In the early '90s, MTV not only had hours of shows devoted to playing videos, but the channel did interviews with artists. In its short MTV life, Nirvana did several, including the infamous Cobain/Novoselic appearance on Headbanger's Ball. They also did several live shows for the channel, both prior to and after Nirvana's seminal Unplugged performance.

But beyond these four radio and MTV-friendly singles, Nevermind was a consumable whole. The album's twelve tracks played like complementary A and B sides to each other; from the power-poppiness of "Teen Spirit" to the nakedness of "Polly," and back up again with "Territorial Pissings" before the dragging down of "Something in the Way" and all of the jittery unease of each track between, it was made for the record format. (Or the cassette, a format that encapsulated the link between a life before and after Nirvana for a lot of kids.)

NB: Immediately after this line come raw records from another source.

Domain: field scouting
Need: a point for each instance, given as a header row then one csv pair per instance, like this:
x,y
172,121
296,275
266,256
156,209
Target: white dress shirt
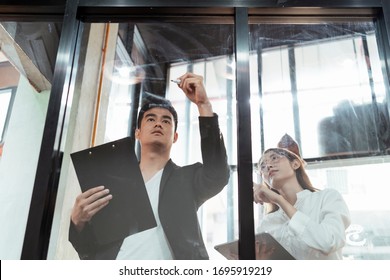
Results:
x,y
316,231
150,244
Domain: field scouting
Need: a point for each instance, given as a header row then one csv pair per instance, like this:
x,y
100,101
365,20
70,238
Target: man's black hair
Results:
x,y
153,101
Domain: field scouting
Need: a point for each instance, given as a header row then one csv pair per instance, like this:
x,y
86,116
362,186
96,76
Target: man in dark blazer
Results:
x,y
178,191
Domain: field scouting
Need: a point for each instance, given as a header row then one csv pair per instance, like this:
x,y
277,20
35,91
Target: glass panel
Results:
x,y
27,58
323,85
138,60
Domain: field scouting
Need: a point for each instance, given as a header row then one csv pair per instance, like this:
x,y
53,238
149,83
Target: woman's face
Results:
x,y
276,168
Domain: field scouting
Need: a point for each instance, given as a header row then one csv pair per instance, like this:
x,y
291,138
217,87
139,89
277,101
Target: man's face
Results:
x,y
157,128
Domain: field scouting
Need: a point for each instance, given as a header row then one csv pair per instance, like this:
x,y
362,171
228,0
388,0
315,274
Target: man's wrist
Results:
x,y
205,110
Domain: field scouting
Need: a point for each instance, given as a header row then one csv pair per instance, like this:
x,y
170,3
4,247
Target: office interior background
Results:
x,y
73,74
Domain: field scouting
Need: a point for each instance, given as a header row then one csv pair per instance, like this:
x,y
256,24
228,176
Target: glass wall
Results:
x,y
122,63
323,84
27,59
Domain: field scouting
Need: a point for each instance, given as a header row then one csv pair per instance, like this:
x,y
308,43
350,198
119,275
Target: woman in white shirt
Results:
x,y
308,223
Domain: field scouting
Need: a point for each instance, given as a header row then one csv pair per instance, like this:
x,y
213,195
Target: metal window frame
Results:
x,y
73,12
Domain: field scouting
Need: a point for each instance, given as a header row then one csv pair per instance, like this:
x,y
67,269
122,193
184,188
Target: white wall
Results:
x,y
18,166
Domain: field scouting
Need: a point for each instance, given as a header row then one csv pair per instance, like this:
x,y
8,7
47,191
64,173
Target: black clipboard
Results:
x,y
115,166
230,249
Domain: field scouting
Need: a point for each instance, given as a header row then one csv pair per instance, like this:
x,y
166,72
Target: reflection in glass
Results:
x,y
324,85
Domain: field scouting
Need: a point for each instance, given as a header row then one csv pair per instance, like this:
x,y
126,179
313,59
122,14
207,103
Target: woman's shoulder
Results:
x,y
328,193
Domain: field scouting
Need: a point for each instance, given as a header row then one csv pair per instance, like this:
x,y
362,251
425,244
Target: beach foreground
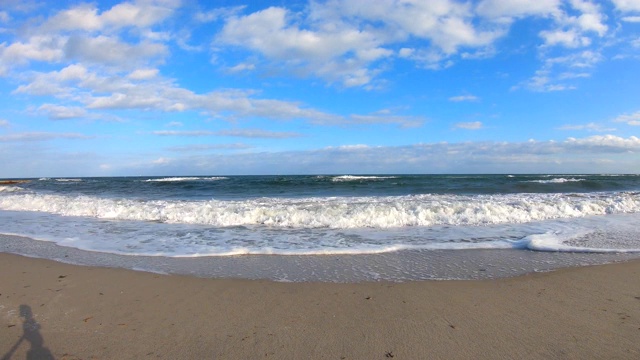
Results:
x,y
55,310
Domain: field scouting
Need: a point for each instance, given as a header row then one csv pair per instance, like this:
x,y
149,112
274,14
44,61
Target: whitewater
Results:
x,y
327,227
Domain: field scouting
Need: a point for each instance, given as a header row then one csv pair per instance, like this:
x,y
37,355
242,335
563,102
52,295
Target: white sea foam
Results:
x,y
555,242
9,189
336,212
180,179
556,181
359,178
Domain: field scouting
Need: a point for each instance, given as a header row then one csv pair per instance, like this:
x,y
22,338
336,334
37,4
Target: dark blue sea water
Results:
x,y
404,224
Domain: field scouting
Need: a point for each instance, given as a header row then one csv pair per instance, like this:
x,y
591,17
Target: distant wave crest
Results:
x,y
356,212
342,178
191,178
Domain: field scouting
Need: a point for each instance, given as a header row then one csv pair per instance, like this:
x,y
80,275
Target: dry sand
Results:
x,y
49,309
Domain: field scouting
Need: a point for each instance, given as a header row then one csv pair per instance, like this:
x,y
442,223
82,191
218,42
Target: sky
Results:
x,y
170,87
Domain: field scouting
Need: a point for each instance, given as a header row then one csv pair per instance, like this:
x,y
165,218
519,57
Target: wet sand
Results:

When Cobain committed suicide on April 5,1994, the effect on popular culture was felt immediately. But it wasn't just in the form of a musical legacy (though Nirvana's is a deep, complex and far-reaching estate that has been compared to the Beatles) -- it was also visual. T-shirts bearing the singer's face were everywhere. Stills of Cobain from Nirvana's Unplugged performance became the velvet Elvises and Jim Morrison poses of teenage apparel. The homage to Kurt was almost as important to the kids who came after as the music was and is.

In the weeks prior to this impending anniversary, Kirk Weddle's underwater photos of Nirvana, taken in promotion of Nevermind, have been all over the Internet. These photos will no doubt join the thousands of other iconic images of a three-piece band that changed the way the world looked at not only the sound of rock and roll, but the look of it, too.